Páramo de Santurbán, Colombia.Páramo de Santurbán, Colombia. (Reference image by Grupo Areas Protegidas CORPONOR, Wikimedia Commons.)

A World Bank tribunal has ruled in favour of Colombia in a feud with Canada’s Montauk Metals (TSXV: MTK). 

A mining ban imposed by the Gustavo Petro administration on the Santurbán moor doesn’t violate the Canada-Colombia Free Trade Agreement signed in 2008, the tribunal said June 7. 

Montauk, previously Galway Gold, contended that Colombia breached obligations owed to the company, such as refusal or failure to compensate it for the losses incurred at the Reina de Oro gold project. The government prohibited mining in Santurbán, about 500 km north of the capital, Bogota. 

The company submitted the arbitration request to the bank’s International Centre for Settlement of Investment Disputes (ICSID) in March 2018 and demanded a compensation of about US$177 million.

The centre ruled that the mining ban is a legitimate regulatory measure and that Colombia did not expropriate nor violate the fair and equitable treatment standard, according to a communiqué issued by Colombia’s National Agency for Judicial Defense of the State. 

The tribunal found that the South American government acted in good faith and exercised regulatory powers to protect ecosystems on the moor, known as páramo in Spanish.

In its decision, the ICSID also noted that there was no legitimate reason for Montauk to expect that Colombia was not going to protect the páramos.

“Colombia celebrates the arbitral tribunal’s decision, which recognizes our country’s efforts and legitimate measures to protect the environment and general interest areas,” the media brief reads.

Precedent

This ICSID decision is in line with a March 2024 ruling by the same body in a similar lawsuit. Canada’s Red Eagle Exploration filed against Colombia for banning mining in the Santurbán headwaters.

Similar to the ruling in the Montauk Metals case, the ICSID found that Colombia did not violate the alleged reasonable expectation, nor did it act with a lack of transparency, unreasonably or arbitrarily, disproportionately or with discrimination. 

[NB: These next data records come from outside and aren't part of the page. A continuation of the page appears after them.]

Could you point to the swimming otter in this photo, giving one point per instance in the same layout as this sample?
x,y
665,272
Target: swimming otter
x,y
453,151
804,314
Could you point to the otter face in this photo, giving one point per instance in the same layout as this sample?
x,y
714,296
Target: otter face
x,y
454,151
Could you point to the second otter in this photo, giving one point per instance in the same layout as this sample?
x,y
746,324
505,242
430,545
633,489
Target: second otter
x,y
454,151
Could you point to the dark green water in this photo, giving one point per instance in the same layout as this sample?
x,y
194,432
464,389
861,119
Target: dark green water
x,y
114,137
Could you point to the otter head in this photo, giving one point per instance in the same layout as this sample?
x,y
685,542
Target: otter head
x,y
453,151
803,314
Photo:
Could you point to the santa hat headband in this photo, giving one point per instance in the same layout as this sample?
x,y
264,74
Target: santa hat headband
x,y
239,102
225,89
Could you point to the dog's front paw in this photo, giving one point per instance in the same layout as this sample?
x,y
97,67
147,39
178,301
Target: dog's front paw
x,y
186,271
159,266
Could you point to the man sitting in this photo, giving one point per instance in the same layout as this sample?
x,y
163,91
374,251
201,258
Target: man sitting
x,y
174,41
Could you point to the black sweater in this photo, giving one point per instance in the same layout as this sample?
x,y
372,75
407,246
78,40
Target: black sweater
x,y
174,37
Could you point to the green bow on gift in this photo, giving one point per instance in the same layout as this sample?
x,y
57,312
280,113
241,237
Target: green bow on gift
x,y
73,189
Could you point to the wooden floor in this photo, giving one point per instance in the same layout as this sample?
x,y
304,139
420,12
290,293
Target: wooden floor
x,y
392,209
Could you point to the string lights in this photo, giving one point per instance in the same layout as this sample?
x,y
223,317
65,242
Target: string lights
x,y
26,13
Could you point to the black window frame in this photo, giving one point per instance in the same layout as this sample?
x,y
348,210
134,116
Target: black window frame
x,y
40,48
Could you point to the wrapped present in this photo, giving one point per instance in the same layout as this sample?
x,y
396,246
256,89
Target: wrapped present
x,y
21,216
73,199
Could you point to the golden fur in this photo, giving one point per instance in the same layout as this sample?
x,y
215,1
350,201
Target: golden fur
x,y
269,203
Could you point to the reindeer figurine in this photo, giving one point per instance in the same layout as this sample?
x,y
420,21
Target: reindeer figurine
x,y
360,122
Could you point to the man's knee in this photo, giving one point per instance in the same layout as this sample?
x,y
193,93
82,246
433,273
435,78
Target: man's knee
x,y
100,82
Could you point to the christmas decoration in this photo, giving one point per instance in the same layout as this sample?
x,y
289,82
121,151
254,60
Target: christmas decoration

The tribunal concluded that Colombia had not acted in violation of the minimum standard of treatment. Nor was it shown that Colombia had indirectly expropriated Red Eagle’s mining concessions, as the company alleged in its claim.

Another case to finish

The Montauk and Red Eagle rulings prove that the country did not cause unnecessary uncertainty or take arbitrary measures in a similar lawsuit filed before the ICSID by another Canadian miner, Eco Oro Minerals (TSX: EOM), the National Agency for Judicial Defense of the State said. 

In Eco Oro case, the tribunal found in September 2021 that the Andean country acted in violation of investment protection norms enshrined in the free trade agreement between Canada and Colombia. The government issued new regulations that expanded wetland protections and cut in half the area where Eco Oro was developing the Angostura project. 

However, the ICSID also recognized that the measure was not discriminatory toward Eco Oro shareholders and was an effort to legitimately protect the environment. It requested more information from both sides.

The Páramo de Santurbán is a protected area of the Andes mountains. It is covered with sub-alpine forests above the continuous tree line but below the permanent snow mark, where water is naturally stored during the rainy season and released during the dry season.